In The Economic Times, R Gopalakrishnan writes that the use of Hebrew expressions makes the book "alive and eminently-readable." Besides chutzpah, the authors use the word bitzua, which roughly means "getting things done." Another Hebrew expression used in the book is rosh gadol, literally "big head", which could be translated "can-do and responsible attitude with scant respect for the limitations of formal authority." Gopalakrishnan concludes that the ideas demonstrated in the book "are highly relevant for innovation capability in general, but for India, especially at this juncture."
David Horovitz of The Jerusalem Post says that conclusions of Start-up Nation find confirmation in the real world, such as how the life of Congresswoman Gabrielle Giffords was saved when an emergency medical team applied a revolutionary elasticized bandage developed in Israel to staunch her head wounds.
A review in The Washington Post says that "the book weaves together colorful stories of Israeli technological triumphs" such as the story of Shvat Shaked, who "founded a cybersecurity firm with his old buddy from Army intelligence and had the chutzpah to bet a top executive at PayPal, the online commerce company owned by eBay, that his few dozen engineers could beat PayPal's thousands in developing secure online software." The review also states that the authors could have done a better job drawing "straight lines between their theories about Israel's success and these case studies".
Maureen Farrell of Forbes was disappointed that the authors mostly ignored the effects of U.S. foreign aid, but says the book "is worth reading to understand not just Israel's history but the history of capitalism and innovation."

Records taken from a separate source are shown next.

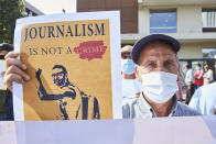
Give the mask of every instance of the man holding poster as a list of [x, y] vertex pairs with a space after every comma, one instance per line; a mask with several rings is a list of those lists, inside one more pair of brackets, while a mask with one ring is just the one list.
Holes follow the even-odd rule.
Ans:
[[119, 23], [116, 11], [18, 20], [20, 53], [6, 56], [4, 79], [10, 90], [22, 84], [13, 87], [14, 119], [121, 118]]

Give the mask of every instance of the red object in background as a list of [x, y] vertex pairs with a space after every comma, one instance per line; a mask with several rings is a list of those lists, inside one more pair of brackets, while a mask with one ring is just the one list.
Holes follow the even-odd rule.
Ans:
[[[201, 78], [197, 79], [201, 75]], [[198, 85], [198, 86], [203, 86], [203, 82], [204, 82], [204, 71], [203, 70], [197, 70], [195, 71], [195, 81], [194, 81], [194, 85]]]
[[91, 60], [94, 58], [102, 58], [107, 46], [104, 46], [104, 41], [88, 41], [79, 44], [74, 48], [76, 54], [79, 54], [79, 58]]

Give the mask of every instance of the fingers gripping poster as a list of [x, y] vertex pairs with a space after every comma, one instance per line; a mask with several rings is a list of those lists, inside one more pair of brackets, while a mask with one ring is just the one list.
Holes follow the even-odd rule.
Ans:
[[13, 85], [15, 120], [120, 118], [119, 12], [20, 19], [14, 46], [31, 77]]

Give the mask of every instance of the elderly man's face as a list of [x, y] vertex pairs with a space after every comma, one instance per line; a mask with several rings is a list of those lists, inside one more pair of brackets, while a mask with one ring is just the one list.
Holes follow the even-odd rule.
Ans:
[[163, 43], [149, 44], [140, 53], [139, 68], [136, 73], [139, 77], [140, 74], [148, 74], [152, 71], [165, 71], [177, 74], [179, 62], [176, 60], [173, 49]]

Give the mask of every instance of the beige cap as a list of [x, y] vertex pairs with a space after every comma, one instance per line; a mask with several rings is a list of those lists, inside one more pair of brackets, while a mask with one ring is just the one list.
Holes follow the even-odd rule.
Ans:
[[126, 45], [121, 48], [121, 53], [131, 53], [131, 52], [132, 52], [131, 45]]

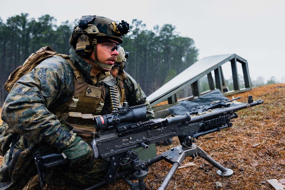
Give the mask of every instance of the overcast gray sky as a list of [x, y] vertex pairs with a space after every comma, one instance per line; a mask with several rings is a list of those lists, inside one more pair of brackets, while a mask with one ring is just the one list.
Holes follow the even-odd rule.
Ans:
[[[199, 59], [235, 53], [247, 60], [252, 80], [274, 77], [285, 82], [285, 1], [199, 0], [135, 1], [10, 0], [1, 3], [0, 17], [28, 13], [29, 18], [48, 14], [57, 25], [83, 15], [116, 21], [142, 21], [149, 30], [157, 24], [176, 27], [192, 38]], [[228, 76], [223, 71], [226, 78]], [[231, 75], [231, 73], [229, 75]]]

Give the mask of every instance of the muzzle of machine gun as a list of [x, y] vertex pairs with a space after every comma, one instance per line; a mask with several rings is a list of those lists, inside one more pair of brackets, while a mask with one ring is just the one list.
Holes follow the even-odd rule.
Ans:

Ruth Schuster, reviewing the book for Haaretz, feels that it is "tarnished by a jarring, tub-thumping patriotism." A review in The Christian Science Monitor notes that "critics say that the story behind how a country of 7 million has more Nasdaq-listed companies than Europe is more complex than Singer and Senor paint it to be."
Economist Yusuf Mansur, writing in the Jordan Times, argues that two of the factors to which Senor and Singer attribute Israel's success, the IDF and Soviet-Jewish immigration, have only been sustainable because of the foreign aid that Israel receives from the United States and private sources. Mansur also faults the authors for suggesting that the disparity between entrepreneurship in Israel's Arab and Jewish sectors is rooted in the exemption of Arabs from military service rather than what Mansour perceives to be "the discriminatory policies of Israel against its Arab citizens," particularly in education and the labor market.

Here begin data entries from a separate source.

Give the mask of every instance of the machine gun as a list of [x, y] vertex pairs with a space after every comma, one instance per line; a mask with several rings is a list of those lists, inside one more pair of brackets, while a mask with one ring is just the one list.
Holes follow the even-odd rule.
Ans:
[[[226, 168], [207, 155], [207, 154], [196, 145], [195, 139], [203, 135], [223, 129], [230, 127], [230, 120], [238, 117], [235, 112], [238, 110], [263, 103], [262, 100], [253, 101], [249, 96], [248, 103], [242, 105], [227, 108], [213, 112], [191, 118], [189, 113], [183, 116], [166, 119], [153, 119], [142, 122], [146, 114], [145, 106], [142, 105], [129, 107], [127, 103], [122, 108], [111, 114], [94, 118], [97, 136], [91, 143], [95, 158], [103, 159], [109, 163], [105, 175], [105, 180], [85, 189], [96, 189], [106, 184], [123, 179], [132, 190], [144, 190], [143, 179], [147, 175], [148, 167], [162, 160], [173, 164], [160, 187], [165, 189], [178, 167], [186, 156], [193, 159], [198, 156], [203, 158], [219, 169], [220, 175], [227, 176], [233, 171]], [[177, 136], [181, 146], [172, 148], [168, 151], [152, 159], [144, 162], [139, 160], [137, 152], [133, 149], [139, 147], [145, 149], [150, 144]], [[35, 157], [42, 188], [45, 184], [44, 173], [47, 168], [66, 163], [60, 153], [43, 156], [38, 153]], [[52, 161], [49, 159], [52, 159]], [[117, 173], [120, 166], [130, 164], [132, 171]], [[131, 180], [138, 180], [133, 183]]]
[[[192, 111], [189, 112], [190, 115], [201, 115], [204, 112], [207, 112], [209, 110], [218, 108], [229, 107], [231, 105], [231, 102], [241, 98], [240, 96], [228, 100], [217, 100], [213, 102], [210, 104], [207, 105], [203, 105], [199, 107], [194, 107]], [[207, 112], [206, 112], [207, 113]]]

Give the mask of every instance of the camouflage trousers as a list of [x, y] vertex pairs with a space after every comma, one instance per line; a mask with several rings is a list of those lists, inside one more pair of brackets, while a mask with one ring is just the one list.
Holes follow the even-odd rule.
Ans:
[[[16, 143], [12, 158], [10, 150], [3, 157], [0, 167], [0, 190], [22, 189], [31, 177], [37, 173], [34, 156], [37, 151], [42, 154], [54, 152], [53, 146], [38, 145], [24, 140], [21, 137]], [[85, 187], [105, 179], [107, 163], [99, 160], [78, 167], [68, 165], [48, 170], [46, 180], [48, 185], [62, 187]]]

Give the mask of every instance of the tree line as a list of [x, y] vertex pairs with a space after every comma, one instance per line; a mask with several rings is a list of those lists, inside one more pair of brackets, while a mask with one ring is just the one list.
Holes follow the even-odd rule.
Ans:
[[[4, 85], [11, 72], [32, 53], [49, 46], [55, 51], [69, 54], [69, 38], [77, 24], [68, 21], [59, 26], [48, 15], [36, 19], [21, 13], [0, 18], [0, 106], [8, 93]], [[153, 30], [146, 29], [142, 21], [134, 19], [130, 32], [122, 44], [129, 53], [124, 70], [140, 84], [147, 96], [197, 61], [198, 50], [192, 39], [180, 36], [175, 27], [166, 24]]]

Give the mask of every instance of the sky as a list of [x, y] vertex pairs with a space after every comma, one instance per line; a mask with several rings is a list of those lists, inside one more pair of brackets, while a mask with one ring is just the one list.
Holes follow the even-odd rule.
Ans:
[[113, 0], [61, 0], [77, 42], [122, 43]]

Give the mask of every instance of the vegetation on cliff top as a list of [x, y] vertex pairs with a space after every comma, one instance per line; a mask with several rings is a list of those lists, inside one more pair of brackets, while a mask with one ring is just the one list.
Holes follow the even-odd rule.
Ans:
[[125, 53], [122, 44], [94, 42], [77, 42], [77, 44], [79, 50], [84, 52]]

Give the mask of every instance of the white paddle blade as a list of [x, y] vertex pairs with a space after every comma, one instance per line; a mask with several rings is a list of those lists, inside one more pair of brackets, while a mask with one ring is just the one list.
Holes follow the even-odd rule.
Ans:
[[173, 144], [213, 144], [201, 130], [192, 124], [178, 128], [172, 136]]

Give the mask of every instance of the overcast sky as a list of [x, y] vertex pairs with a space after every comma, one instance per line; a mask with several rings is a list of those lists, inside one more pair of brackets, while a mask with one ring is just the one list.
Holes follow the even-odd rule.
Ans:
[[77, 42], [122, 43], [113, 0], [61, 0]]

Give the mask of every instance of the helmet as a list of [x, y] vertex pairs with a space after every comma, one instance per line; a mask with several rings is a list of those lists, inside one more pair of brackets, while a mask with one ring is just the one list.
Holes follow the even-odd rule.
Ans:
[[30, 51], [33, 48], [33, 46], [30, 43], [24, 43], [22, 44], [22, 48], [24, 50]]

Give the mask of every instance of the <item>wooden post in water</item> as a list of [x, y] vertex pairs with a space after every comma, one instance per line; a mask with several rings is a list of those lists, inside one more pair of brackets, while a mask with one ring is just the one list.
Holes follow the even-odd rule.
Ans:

Gal Beckerman, writing in The Forward magazine, observes that the book "presents Israel in an extremely positive light as a bastion of entrepreneurial spirit and technological achievement. It skirts a discussion of the conflict with the Palestinians, or even the wealth inequality within Israel, thereby dovetailing nicely with recent public relations efforts by Israel to shift attention away from its problems and toward its achievements."

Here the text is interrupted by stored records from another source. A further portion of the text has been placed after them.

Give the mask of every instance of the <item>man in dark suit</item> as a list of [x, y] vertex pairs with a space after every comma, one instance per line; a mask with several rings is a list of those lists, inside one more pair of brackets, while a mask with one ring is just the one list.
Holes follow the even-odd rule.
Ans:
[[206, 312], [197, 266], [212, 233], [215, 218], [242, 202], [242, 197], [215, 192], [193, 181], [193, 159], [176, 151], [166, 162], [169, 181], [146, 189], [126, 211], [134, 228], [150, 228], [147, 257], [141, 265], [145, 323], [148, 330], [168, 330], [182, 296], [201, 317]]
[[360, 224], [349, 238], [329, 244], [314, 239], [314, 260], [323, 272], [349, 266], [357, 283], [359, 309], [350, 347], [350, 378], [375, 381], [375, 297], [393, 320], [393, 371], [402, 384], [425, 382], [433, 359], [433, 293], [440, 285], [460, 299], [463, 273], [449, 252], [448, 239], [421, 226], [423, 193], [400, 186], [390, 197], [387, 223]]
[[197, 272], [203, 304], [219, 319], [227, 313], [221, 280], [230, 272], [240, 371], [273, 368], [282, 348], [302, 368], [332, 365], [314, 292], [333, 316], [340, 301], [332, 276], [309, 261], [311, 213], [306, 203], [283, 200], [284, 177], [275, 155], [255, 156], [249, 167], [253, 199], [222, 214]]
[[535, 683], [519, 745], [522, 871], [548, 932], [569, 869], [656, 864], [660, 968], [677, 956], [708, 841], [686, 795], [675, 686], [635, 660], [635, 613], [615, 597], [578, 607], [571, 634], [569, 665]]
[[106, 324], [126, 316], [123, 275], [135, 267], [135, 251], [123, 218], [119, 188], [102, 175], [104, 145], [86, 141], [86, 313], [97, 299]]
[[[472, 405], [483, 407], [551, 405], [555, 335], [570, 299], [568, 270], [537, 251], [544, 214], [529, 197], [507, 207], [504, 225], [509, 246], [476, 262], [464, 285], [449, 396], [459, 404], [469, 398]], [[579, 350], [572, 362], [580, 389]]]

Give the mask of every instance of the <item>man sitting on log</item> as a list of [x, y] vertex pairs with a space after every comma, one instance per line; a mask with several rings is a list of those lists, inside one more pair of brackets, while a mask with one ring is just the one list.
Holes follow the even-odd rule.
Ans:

Journalists and policymakers in several countries have recommended Start-up Nation as a useful guide for promoting entrepreneurship. A review of the book in The Irish Times calls on Ireland to follow Israel's model. Andrius Kubilius, the prime minister of Lithuania, has cited Start-up Nation as his favorite book. Yrjö Ojasaar, managing partner of Solon Partners, an executive consulting and angel investor company in Estonia, says "there is much to be learned from the Israeli experience of venture capital incubation through building incentives for privatization." CNN's Fareed Zakaria called Start-up Nation "a book every single Arab businessman, Arab bureaucrat, and Arab politician should read." The book is cited as a handbook of "classic economics." It teaches small businesses "how effective a cohesive team can be, especially when that team places an emphasis on chutzpah first."